What constitutes a strong will depends on what time frame we consider:
- Stubbornness. In the short term, a strong-willed man does everything in his power to win the current fight, even at the cost of losing the battle, let alone the war. This is the person who resists the truth because he can never be wrong, who mistreats and diminishes others in petty displays of power, and who never changes course even when it’s obvious that his plan is stupid.
- Goal fixation. In the medium term, a strong-willed man does everything in his power to achieve his goals. This includes the gold medalist who sacrifices his health for glory, the opportunist who corrupts his character for profit or popularity, and the workaholic who neglects his body and family for economic success.
- Life maximization. In the long term, a strong-willed man does everything in his power to win at life itself.
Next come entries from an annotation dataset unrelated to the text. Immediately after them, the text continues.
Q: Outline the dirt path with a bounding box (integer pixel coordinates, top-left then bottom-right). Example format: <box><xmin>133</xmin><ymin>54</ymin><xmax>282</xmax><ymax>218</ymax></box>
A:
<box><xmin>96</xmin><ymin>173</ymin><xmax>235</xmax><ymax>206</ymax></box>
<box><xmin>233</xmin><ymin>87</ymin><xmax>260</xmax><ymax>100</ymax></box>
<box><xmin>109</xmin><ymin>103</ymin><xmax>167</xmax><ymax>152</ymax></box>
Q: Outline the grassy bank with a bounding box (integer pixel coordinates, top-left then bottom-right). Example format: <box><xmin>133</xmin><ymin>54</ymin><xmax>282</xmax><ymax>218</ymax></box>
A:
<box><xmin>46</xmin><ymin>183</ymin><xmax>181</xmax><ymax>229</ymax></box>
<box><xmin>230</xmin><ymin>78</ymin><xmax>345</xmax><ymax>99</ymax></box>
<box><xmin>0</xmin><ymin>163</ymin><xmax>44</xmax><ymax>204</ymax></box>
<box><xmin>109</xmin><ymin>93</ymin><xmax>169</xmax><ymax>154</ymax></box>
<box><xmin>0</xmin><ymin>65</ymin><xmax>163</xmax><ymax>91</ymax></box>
This is the person who balances all areas of his life with determination after due deliberation, who places growth, awareness, and well-being above his ego’s coping mechanisms, and who compromises neither his values nor his cheerful serenity just to fulfill culturally dictated duties while chasing socially glamorized ends, for he understands that dying is the only real duty and death the ultimate end.
We can easily detect stubborn myopia at the point where learning stops and where relationships break or become abusive. But when does high-achieving enthusiasm—one’s will to greatness—deteriorate into goal-fixated fanaticism? This happens when a goal becomes obsessive, when it constrains one’s freedom, when it limits one’s behavioral flexibility such that one pursues the goal not out of a conscious decision on what is good, but out of deep-seated insecurities and unreflected desires. Although obsessions may indeed reflect volitional strength, their underlying will is misdirected like that of the anorexic who used her willpower to develop an eating disorder. Goals are a great way to help structure one’s life, but they must not be mistaken for life’s substance.